A última vez que me lembrava de
ter feito algum programa sozinha, foi numa das idas a Londres, e lá me pus a
ver o Museu de História Natural… sozinha. Depois de me ter apercebido da
dimensão dantesca das salas, decidi começar por arriscar uma sala onde vi uma
estátua da Ilha de Páscoa. E pronto, foi isto, dei meia volta e mandei-me para
a rua, onde pelo menos entre as pessoas tinha a ilusão de não deambular por
minha conta e risco (afinal de contas, ainda bem que não vi o Museu, que este
mês volto lá com o meu irmão e sei que nos vamos divertir muito mais a conhecer
o Museu juntos).
Esta coisa de andarmos e fazermos
coisas sozinhos pode causar estranheza quando durante muitos anos nos
habituámos a ter alguém que automaticamente nos acompanhava para todo o lado. Mas
o medo da solidão não se deve confundir com a fobia de nós próprios. Todos
temos fantasmas, esqueletos no armário cujas portas não gostamos de abrir. E
estarmos sozinhos deixa-nos especialmente vulneráveis a todas as coisas que nos
amedrontam. Mas estar sozinho não tem que ser necessariamente mau. Antes pelo
contrário: se bem aproveitado e compreendido, pode e deve ser um momento de
reforço do nosso ego, da nossa força interior, e especialmente, da sã
convivência connosco próprios, por muitos fantasmas e esqueletos que possamos
encontrar perdidos dentro de nós.
Por mim falo, que passei uma vida
inteira a “varrer para debaixo do tapete” tudo que me assustava, tudo que me
magoava, tudo que me deixasse frágil, vulnerável, indefesa. E se em muitos
momentos, a minha sanidade mental dependeu de me isolar da realidade e em
fazer-me acreditar que tudo havia de ficar bem, hoje felizmente já não preciso
de me esconder dos piores sentimentos nem de fingir que tudo vai ficar bem. Permito-me sentir a dor
quando tenho que a sentir, permito-me chorar a tristeza quando tenho que a
chorar, e permito-me especialmente viver a zanga quando assim se impõe.

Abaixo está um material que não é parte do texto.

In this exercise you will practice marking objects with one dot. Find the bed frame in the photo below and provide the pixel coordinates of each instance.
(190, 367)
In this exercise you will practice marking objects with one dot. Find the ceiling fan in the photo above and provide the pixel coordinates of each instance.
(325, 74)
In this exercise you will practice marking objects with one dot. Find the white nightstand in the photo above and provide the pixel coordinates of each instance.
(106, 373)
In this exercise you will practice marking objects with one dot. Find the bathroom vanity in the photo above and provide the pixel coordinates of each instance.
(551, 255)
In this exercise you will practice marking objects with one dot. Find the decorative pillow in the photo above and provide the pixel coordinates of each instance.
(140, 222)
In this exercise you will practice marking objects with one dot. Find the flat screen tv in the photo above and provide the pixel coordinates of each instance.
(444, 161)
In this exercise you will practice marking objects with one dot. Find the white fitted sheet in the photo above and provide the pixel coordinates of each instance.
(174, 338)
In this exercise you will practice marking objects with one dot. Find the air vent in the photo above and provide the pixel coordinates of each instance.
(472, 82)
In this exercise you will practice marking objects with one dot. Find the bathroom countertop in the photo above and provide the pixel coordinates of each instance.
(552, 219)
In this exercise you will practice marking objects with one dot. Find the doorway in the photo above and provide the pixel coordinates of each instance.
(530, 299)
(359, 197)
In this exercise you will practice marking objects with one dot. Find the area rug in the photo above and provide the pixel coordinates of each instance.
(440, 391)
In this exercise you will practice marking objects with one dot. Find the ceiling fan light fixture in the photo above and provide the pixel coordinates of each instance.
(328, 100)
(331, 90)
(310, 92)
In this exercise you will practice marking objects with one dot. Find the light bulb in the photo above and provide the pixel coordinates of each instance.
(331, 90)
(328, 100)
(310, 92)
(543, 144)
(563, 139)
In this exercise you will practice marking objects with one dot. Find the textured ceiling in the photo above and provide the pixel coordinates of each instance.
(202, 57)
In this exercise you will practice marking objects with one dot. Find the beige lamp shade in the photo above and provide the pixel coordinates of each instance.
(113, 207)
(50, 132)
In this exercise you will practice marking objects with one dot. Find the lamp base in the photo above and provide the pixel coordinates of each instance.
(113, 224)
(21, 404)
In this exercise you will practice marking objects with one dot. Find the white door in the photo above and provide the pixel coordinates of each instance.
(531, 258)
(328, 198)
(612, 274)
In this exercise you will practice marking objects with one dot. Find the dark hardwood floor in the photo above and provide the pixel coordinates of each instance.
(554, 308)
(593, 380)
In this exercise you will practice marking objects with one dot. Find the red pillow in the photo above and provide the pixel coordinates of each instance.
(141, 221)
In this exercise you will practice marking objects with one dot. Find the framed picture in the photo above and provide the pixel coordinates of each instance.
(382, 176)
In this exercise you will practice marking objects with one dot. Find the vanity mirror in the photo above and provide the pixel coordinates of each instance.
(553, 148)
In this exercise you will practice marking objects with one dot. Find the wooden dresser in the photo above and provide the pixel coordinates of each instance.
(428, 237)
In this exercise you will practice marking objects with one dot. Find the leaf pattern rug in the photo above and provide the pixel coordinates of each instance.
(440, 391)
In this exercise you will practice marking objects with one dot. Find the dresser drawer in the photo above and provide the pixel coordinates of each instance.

Hoje tenho o privilégio de poder
fazer o que não fiz durante um passado inteiro. Ao invés de contornar as
dificuldades tapando os ouvidos e fechando os olhos, abro agora os armários
todos e sacudo bem sacudidos os esqueletos. Mas que não se pense que o facto de o fazer
voluntária e conscientemente torna a busca mais fácil. Nada mesmo. Perscrutar o
que temos dentro não é de todo uma tarefa fácil, quanto mais prazerosa. O bom
disto tudo, é que a dada altura se percebe que afinal cá dentro há mais do que
armários empoeirados. Há salas cujas portas apetece abrir, cuja luminosidade se
quer aproveitar, sentar e desfrutar da vista. Afinal, estar sozinhos
connosco próprios é até bom, e não tem que ser nenhum bicho de sete cabeças.
Excepção feita, claro está, a
idas solitárias ao cinema que se transformam em sestas por falta de quem nos obrigue
a estar acordados. Um desperdício de dinheiro…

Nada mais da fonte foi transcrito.